I’ve tried to be cool about how we’re rearing Eli. Goodness knows there’s enough guilt available from external sources for me to be manufacturing my own. But his eating is driving me crazy.
It’s not that he doesn’t eat. He has a healthy appetite and, like toddlers everywhere, is quite willing to snack his way through the day. It’s his five-loaf-a-day bread habit that worries me. Oh, sure, he eats other things. Cheddar cheese. Hummus. Cheddar cheese dipped in hummus. But above all, he loves bread products.
“I needa biscuit. No, I needa waffle. Crackers. I need crackers.”
Next to a blanket and a pacifier, crackers calm him down the most. When we put him in his carseat, the first thing he asks for is more crackers. It’s as if he’s training for a race.

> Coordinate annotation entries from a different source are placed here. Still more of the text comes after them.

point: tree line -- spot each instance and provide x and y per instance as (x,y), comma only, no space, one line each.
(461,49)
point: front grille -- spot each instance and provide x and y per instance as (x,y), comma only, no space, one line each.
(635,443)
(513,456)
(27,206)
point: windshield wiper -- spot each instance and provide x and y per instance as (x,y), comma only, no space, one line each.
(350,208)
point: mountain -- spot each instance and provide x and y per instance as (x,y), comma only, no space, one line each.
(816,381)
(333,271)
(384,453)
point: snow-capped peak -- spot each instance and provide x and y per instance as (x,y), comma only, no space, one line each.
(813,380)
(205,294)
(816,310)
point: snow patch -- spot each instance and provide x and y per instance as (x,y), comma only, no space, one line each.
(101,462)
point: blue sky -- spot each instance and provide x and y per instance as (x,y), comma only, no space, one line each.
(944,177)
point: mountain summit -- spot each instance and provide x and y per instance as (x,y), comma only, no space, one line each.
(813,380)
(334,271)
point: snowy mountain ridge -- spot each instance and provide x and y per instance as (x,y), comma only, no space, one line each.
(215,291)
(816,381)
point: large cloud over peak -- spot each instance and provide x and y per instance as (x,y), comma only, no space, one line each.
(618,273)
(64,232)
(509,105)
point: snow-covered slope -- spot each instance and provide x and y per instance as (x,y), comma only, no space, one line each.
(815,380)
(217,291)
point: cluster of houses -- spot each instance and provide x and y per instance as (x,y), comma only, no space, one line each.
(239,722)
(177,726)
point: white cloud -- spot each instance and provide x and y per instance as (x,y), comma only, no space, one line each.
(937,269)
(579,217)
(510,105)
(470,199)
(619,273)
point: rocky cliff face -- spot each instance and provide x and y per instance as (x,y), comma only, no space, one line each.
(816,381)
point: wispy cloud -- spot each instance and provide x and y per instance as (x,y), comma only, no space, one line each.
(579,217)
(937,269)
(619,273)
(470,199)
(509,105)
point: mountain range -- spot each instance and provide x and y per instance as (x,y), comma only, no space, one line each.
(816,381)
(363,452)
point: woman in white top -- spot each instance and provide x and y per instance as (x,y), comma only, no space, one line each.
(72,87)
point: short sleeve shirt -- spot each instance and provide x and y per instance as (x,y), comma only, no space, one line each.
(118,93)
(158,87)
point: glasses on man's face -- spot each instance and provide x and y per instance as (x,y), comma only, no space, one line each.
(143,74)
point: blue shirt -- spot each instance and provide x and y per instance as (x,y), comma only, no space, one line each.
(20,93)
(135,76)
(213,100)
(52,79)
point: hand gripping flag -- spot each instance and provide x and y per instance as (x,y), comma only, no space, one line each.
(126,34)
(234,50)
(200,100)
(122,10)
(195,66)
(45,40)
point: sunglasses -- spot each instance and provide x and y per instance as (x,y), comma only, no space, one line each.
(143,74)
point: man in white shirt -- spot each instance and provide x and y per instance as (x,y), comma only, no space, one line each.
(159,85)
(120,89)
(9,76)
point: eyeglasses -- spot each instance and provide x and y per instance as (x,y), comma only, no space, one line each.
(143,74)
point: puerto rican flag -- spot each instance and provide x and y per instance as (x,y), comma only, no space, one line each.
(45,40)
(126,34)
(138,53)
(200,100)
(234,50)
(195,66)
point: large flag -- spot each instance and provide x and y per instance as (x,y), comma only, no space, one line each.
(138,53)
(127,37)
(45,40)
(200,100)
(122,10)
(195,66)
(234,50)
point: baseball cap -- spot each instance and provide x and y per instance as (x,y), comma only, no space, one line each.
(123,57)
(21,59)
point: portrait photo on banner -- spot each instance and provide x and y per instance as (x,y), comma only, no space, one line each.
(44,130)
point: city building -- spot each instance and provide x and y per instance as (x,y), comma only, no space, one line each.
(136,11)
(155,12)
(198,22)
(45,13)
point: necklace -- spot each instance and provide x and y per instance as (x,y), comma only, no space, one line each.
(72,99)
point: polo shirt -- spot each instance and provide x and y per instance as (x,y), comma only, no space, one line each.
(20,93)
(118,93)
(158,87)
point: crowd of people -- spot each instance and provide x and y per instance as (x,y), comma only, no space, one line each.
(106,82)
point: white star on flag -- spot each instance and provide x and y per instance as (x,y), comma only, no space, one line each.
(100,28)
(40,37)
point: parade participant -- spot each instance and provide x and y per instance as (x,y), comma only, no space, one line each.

I try not to worry, honest. Misty tells me I’m being silly. The internet tells me that this is normal. And yet, there it is, the guilt of Damocles, hanging over my head.
When you become a parent, you get a free subscription to Guilt magazine. You don’t have to subscribe! It shows up at your house regardless! And you can ignore them. You can let them pile up in an unused corner of a closet in a guest room. It doesn’t matter. One day you go to fetch something out of that closet, your eye falls on the uppermost issue in the stack, and wham. Guilt. The titles of all of the articles in the magazine are emblazoned on the front cover, screaming out at you in fear-mongering-point text. “IS YOUR CHILD EATING ENOUGH VEGETABLES?” “HOW YOUR TODDLER’S LOVE OF CARBOHYDRATES WILL CAUSE IRREVERSABLE DEATH!” That sort of thing.
Right now my hope is that, when Eli becomes an adult, there are organized bread-eating competitions. I can see him now, a large strapping lad of two-and-twenty, beaming at everyone who just watched him down two entire loaves of Wonder Bread, nutritiously-empty crumbs trickling down his shirt.